Issue Two

Kate Da Lew

Every Machine Gunned Word (Stutter)

Every machine gunned word from my mouth is evidence of their failure. Tongue spattering against clenched teeth, syllables splayed in two, blood dripping down my chin, watching them watch me, 

forced twin smiles ripped in half, clenched teeth, clenched fists, clenched teeth, clenched fists.

Weary heads nodding along to the clips and starts, eyes blurring, hoping to reveal a prettier picture– my mother took me to classes after school waiting with other dumbstruck kids.

The room filled with distractions anything to keep the hands occupied. Limit speech,

my life has been stutters and stumbles to compensate, afraid to say what I want when nothing comes easy. I’ve managed to become nothing, and been so slow doing it– but what have I done to them? This beautiful little girl they once had, reduced to close lipped mutterings. 

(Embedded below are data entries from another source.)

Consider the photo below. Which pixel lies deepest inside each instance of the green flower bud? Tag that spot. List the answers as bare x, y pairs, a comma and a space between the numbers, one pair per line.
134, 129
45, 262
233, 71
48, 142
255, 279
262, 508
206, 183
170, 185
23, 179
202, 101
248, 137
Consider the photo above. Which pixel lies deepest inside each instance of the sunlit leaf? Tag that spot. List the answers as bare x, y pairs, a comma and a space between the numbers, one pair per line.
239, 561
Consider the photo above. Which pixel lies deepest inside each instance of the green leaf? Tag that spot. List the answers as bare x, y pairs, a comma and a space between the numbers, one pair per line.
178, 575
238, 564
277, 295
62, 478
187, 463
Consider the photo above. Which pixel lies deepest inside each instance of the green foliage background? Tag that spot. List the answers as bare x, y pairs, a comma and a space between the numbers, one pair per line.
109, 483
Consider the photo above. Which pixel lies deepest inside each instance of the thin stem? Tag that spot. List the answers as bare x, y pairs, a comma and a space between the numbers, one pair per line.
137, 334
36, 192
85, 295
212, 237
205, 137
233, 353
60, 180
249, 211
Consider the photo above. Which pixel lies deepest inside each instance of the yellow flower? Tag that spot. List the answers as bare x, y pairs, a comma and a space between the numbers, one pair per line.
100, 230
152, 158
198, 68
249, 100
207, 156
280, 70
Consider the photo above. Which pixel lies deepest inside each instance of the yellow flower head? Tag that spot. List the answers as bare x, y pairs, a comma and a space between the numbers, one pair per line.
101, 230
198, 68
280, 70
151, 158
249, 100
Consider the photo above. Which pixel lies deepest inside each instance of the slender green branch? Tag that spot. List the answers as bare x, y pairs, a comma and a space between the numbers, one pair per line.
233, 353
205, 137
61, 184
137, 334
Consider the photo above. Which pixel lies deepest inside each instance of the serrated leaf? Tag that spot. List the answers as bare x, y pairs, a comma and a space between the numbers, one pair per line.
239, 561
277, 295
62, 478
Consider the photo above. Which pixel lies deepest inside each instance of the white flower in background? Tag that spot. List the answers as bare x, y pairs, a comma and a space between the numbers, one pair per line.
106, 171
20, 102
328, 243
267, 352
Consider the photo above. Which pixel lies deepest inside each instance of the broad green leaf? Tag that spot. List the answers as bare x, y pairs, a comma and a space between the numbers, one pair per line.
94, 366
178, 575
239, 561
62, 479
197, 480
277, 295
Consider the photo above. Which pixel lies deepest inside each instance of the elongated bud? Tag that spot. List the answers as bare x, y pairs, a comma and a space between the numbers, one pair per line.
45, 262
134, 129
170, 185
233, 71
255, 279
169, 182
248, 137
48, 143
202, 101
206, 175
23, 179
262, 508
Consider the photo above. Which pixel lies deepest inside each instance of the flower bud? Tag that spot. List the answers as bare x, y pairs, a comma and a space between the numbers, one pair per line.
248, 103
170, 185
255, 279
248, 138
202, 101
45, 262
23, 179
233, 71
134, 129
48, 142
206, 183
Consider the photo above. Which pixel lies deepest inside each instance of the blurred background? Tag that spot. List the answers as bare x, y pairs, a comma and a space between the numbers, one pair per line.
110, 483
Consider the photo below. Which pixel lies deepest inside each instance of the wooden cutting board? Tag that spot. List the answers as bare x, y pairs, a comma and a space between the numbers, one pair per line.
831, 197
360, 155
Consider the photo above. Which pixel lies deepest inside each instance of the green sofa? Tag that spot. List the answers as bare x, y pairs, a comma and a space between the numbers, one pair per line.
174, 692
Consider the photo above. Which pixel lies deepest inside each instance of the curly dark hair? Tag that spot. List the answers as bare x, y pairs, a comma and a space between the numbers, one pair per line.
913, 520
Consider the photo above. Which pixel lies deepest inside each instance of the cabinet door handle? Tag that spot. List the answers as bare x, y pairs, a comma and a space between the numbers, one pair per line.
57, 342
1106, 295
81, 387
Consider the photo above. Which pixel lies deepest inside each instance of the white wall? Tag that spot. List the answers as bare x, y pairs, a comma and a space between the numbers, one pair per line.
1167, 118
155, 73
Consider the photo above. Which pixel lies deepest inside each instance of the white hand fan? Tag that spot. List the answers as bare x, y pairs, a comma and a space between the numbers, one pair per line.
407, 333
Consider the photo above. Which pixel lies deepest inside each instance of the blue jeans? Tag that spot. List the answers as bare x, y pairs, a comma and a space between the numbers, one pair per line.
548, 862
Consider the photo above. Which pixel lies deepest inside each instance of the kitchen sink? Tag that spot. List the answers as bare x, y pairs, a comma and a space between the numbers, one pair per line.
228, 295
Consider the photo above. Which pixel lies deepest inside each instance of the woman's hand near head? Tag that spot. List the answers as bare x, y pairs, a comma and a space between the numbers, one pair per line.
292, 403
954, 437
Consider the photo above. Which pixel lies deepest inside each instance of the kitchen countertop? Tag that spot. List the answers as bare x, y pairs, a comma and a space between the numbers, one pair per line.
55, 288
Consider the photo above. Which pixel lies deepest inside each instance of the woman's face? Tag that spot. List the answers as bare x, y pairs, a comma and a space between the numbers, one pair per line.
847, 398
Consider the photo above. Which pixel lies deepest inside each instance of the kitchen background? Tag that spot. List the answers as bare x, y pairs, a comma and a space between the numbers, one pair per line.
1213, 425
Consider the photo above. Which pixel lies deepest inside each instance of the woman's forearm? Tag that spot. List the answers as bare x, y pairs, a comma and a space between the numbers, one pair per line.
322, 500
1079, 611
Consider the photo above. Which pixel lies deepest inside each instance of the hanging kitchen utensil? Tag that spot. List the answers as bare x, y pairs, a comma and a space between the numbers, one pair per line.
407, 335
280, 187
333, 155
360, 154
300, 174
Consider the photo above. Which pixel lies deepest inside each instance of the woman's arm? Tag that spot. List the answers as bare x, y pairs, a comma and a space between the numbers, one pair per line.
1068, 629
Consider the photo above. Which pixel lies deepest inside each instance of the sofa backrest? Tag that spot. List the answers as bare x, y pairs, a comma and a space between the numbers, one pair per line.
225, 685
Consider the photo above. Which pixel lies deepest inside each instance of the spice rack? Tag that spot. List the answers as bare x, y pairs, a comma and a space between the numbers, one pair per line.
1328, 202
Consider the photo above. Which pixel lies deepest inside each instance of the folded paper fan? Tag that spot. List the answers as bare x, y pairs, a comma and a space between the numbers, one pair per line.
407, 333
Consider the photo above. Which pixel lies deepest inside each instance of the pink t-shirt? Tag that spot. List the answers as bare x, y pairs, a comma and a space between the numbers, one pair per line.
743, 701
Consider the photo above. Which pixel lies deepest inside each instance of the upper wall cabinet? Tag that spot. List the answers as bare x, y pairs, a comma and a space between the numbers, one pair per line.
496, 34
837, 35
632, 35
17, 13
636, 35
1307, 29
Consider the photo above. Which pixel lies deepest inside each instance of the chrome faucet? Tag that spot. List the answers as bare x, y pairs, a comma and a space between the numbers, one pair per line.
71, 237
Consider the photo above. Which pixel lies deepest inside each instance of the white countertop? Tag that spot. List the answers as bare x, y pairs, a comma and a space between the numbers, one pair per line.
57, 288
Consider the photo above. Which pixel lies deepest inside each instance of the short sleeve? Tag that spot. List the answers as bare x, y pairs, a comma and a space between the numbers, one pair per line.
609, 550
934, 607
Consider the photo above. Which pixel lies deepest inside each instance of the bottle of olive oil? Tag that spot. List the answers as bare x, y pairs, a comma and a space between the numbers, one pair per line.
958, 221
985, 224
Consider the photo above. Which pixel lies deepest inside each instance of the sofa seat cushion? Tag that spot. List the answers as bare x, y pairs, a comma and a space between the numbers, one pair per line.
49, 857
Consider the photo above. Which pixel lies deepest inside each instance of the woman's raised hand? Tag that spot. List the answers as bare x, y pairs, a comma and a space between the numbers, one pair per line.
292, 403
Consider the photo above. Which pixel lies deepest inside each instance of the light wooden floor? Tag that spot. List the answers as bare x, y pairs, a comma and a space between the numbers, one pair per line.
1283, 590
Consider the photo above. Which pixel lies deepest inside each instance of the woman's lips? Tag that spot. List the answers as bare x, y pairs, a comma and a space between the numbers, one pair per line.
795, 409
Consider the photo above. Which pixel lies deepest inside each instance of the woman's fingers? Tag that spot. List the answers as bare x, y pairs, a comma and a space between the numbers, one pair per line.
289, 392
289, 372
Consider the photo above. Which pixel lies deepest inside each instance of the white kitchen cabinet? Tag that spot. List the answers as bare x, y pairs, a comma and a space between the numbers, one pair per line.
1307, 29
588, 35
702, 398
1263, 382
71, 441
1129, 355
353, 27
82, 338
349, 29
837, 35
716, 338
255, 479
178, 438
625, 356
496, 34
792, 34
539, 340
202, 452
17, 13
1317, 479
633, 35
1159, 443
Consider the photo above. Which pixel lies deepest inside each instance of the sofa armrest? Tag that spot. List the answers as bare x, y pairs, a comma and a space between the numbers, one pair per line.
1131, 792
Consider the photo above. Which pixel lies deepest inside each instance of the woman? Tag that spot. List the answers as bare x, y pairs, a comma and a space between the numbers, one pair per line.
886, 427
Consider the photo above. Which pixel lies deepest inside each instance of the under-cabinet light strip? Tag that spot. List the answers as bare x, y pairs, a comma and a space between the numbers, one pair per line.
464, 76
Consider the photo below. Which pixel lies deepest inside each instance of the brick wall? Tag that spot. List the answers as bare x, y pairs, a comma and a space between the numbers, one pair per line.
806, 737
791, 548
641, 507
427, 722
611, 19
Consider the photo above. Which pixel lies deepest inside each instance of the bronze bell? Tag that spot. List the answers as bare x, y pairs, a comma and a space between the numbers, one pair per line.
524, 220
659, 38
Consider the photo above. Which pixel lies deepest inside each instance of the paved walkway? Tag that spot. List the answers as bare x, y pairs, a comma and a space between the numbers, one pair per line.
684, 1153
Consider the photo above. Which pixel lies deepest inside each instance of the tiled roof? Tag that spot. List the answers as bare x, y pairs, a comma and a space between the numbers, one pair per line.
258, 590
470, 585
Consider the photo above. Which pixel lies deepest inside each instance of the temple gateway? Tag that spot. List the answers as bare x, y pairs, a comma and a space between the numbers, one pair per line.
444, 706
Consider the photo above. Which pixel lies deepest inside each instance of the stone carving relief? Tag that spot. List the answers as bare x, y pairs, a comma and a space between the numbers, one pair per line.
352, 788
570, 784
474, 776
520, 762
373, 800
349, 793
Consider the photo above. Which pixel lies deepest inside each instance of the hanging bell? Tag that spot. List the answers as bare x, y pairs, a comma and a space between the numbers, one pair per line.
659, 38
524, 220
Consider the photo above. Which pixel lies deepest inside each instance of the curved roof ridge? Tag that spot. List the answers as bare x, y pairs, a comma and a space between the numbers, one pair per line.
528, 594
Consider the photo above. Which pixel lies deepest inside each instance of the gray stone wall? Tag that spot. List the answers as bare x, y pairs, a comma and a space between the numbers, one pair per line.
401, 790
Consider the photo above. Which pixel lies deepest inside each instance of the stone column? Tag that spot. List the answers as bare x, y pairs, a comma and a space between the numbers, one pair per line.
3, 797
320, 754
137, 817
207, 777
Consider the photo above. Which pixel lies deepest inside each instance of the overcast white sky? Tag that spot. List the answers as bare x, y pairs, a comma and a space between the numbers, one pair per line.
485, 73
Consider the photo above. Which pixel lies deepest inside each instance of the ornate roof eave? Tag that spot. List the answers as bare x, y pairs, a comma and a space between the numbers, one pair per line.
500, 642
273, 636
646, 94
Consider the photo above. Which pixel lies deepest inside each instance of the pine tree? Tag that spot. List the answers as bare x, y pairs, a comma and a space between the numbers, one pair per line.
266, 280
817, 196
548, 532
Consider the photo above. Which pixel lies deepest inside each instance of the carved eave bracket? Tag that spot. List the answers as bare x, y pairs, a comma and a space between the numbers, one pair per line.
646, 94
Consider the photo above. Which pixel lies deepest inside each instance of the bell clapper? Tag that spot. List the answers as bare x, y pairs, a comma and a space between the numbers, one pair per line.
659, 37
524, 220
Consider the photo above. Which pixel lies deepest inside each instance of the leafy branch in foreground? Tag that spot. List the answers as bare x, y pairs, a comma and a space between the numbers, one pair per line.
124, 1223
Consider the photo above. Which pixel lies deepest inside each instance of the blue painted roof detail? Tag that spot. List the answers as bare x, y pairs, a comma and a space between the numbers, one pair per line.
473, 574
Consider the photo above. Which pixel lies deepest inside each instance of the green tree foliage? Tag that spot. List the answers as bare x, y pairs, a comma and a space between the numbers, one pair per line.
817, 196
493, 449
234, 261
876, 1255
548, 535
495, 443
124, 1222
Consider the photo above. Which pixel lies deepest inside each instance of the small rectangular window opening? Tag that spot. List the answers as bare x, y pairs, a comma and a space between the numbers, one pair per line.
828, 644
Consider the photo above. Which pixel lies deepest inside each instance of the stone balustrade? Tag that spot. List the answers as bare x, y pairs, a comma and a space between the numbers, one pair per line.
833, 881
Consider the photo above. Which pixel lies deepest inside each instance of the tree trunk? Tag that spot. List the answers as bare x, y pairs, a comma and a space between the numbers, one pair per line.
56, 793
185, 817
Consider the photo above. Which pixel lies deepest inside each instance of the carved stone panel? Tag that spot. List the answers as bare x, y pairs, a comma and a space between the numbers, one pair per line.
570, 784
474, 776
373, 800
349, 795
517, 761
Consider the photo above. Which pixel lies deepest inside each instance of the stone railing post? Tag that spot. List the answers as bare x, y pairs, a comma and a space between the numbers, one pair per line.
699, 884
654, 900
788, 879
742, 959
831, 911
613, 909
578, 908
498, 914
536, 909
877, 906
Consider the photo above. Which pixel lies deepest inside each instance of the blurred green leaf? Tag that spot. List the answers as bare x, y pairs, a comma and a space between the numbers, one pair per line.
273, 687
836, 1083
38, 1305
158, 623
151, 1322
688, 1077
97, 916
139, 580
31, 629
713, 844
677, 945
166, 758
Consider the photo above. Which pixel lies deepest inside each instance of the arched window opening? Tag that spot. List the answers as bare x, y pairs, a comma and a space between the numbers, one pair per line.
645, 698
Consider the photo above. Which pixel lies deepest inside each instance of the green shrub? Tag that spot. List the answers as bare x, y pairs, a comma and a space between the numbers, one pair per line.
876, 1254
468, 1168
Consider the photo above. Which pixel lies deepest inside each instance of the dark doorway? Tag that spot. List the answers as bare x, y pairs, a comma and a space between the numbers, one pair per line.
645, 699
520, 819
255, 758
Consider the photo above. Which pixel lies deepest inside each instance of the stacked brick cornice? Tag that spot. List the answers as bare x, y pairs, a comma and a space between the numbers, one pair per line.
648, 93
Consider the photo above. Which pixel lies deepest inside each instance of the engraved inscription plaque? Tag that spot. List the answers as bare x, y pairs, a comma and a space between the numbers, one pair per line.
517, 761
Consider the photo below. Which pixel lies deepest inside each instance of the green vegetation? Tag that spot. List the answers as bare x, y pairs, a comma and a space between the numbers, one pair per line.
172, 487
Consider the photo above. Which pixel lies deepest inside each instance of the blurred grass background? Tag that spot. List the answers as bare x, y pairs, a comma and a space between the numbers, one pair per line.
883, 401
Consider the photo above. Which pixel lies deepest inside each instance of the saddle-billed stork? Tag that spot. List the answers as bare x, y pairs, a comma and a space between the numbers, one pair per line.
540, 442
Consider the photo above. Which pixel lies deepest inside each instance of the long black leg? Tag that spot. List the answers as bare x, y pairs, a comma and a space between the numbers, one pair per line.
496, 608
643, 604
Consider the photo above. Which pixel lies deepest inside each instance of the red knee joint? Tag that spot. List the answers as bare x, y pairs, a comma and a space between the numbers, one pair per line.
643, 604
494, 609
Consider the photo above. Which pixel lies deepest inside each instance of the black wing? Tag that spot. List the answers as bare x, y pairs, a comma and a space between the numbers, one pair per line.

This beautiful little girl grown up, unable to look anyone in the eye, afraid to see the pity, the nervous laughter. I will never give an acceptance speech, never wave at my mother, my father from a stage. All my words have bled out, there’s nothing to reward, and all I am is afraid. Curled up

inside myself, waiting for the gunfire to die down–hands grasp mine, old hands, tired hands, veins coursing with matching blood. We three are dying together, felled at the knees and I’m sorry. 

If only I could tell you. If only my lips could form the notes–the rat a tat tat of consonants and 

vowels hits your chest, leaves blood like a star over those old hearts, those tired hearts–I didn’t want to fail. I wanted to give you something, anything at all. If my breath would only fill my lungs completely for just a moment, I could tell you what I’ve been saving.